TSA officials defended the stunning move calling it a way to speed up security checkpoints with little risk. But people are speaking up and they're not happy. We spoke with an aviation expert and he say they could have handled things differently.
"It's not a bad idea but perhaps there might be a more measured response," says Richard Gifford, Aviation Commissioner of Oneida County.
Passengers will be allowed to carry small pocket knives, up to two golf clubs, ski poles, as well as sporting sticks. The TSA says the new policy will allow them to focus on more serious safety threats but the sudden change is raising nationwide concern.
"Since 9/11, the country has been on edge. They need to think through the policy a little bit more so they don't raise any alarm with the general public," says Gifford.
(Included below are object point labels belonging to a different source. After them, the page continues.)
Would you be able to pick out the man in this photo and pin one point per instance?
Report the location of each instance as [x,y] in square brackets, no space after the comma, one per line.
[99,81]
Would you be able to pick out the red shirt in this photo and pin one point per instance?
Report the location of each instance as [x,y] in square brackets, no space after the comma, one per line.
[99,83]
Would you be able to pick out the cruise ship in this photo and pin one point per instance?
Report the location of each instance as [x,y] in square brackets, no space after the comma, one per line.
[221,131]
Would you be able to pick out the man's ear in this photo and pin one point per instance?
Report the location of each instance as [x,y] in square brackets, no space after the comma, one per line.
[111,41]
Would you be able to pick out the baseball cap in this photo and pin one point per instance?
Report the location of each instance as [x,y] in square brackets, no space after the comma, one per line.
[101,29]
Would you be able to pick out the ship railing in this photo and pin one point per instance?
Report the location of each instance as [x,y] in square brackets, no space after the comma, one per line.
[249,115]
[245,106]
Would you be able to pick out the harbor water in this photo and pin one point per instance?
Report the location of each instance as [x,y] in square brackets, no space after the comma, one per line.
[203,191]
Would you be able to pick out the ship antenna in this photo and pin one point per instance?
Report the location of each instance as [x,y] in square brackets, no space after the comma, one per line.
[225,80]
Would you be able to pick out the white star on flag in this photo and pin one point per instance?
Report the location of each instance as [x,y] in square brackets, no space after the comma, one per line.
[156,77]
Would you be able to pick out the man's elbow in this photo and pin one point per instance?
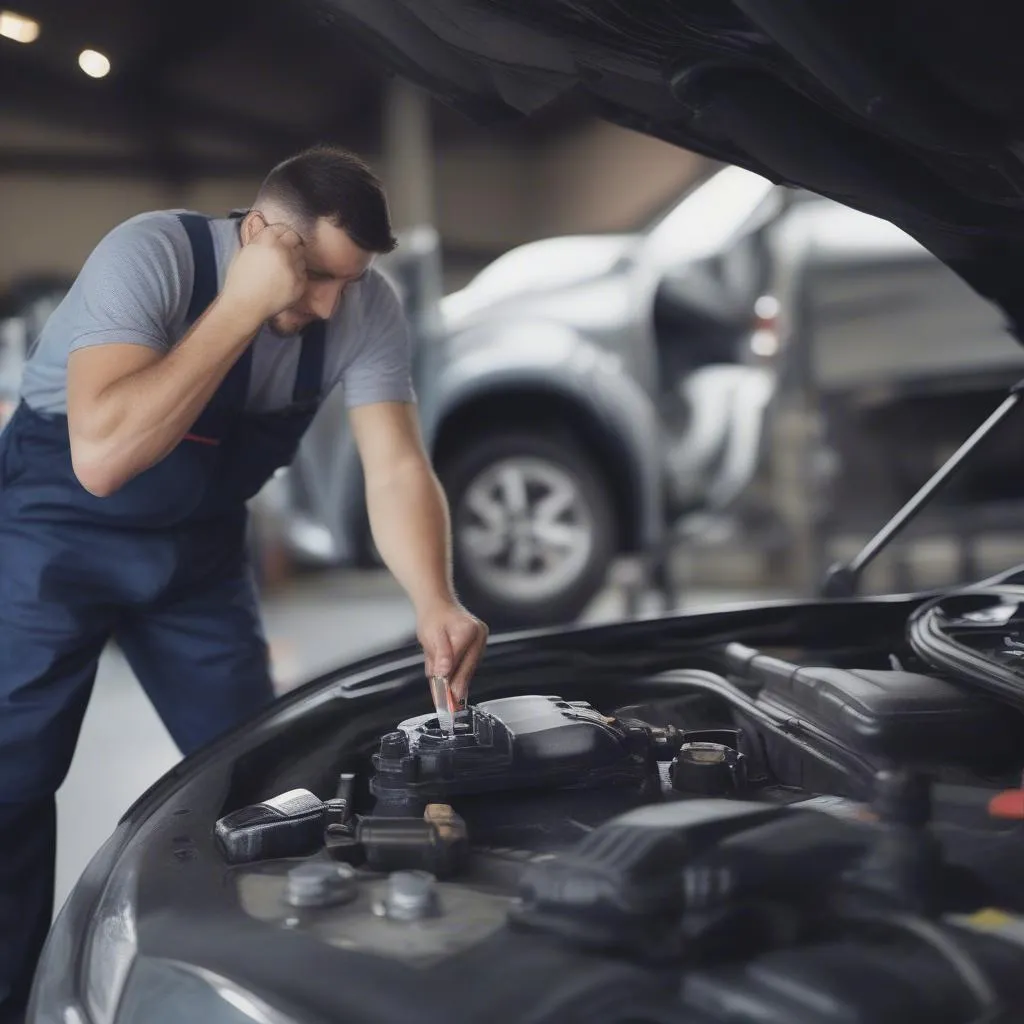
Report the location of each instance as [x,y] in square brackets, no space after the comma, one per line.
[96,470]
Gifford says he understands the concept but he asks the question, why now?
"I'm not an overly political person but the timing of everything is rather suspicious. The TSA is still going to require people to go through checkpoints, still going to screen people, it just may take a little longer," says Gifford.
A TSA working group says such items are not a threat but area residents we spoke with disagree.
"I just don't like the idea of them having anything tha'ts dangerous to anyone of the plane," says Lorraine Leaf, Utica resident.
"You can kill someone or hurt someone really bad with a small blade just as much as you can with a large blade, that was proven on 9/11 with the box cutters," says Melvin Leaf, Utica resident.
"If someone got hit with a golf club, it could seriously injure them or kill them. Simple as that, a golf club could still be used as a lethal weapon," says Alvin Roberts, Remsen resident.
Several groups have already begun speaking out calling the move a poor and short-sighted decision. These changes are set to take effect April 25th.